We should stop using ‘clown’ as a throwaway comment about personality-based political leaders, because clowning itself plays a very serious role in social commentary and is something we can all embrace more of in our daily lives to find joy.

Having just finished a radio interview for World Mental Health Day, I used my book 5 Lessons from a Clown as a framework to inform people of how clowns can teach us to create space in our lives for more hope and joy.

The key teachings of clowning: authenticity, kindness, vulnerability, being seen, and allowing others to be seen, are the same attributes that mean, as clowns, we are society’s observers and can help others make sense of what’s going on.

Over the last 20 years as a performer, speaker, and leadership coach I’ve helped hundreds of people embrace play and lightness to connect with deeper meanings taught from the perspective of the clown.

It’s remarkable to see people step outside of themselves to embrace creativity as a tool for personal growth to support themselves, their family, friends, and colleagues.

Looking after yourself against a global backdrop of despair isn’t easy, particularly when it comes to juggling work and life; burnout, overwhelm, imposter syndrome, and everything in between.

Far from an emblem of political dystopia, clowns can help unlock our route back to finding joy in an uncertain world. I’m one of the co-founders of the New Global Movement called Laugh, Think and Play, which is aimed at all of us to feel better by doing these three things more consciously in our lives.  
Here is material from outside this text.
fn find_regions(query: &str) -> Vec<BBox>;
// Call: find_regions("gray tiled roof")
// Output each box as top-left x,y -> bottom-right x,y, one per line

My five lessons from a clown are:

Be Seen

In order to be seen by others and ourselves we must first be vulnerable and find joy in that process. It can be daunting however it really is the starting point. I help people I work with to unmask truths and get to the core of your own purpose and truth – that is then recognised by others.

Be Kind

Kindness is a limitless currency sometimes lacking in the commercial world but clowns teach us how to connect with kindness as a human being – to self and others. Its impact is far reaching, and even small daily acts can be a bridge to happiness and make you feel good about yourself too.

Be Present

Easier said than done in a world full of distractions but the physicality of the clown can support mind and body to truly live in the moment, appreciate the situation and create space to enjoy even the little things.

Be Accepting

Acceptance is an awareness that requires daily practice and clowning techniques can help us all to observe emotions and make this part of our daily happiness toolkits.

Be Playful

We’ve heard the phrase ‘work hard, play hard’ like we somehow need to ‘earn’ enjoyment, but I’m here to tell you that it is possible to live each day with a sense of joy that you can own simply by showing up for yourself and building confidence and creativity using clowning techniques.

When the chips are down, clowns can be relied upon to help discern how to engage with each other as empathetic human beings, it’s a lesson that many politicians could learn from.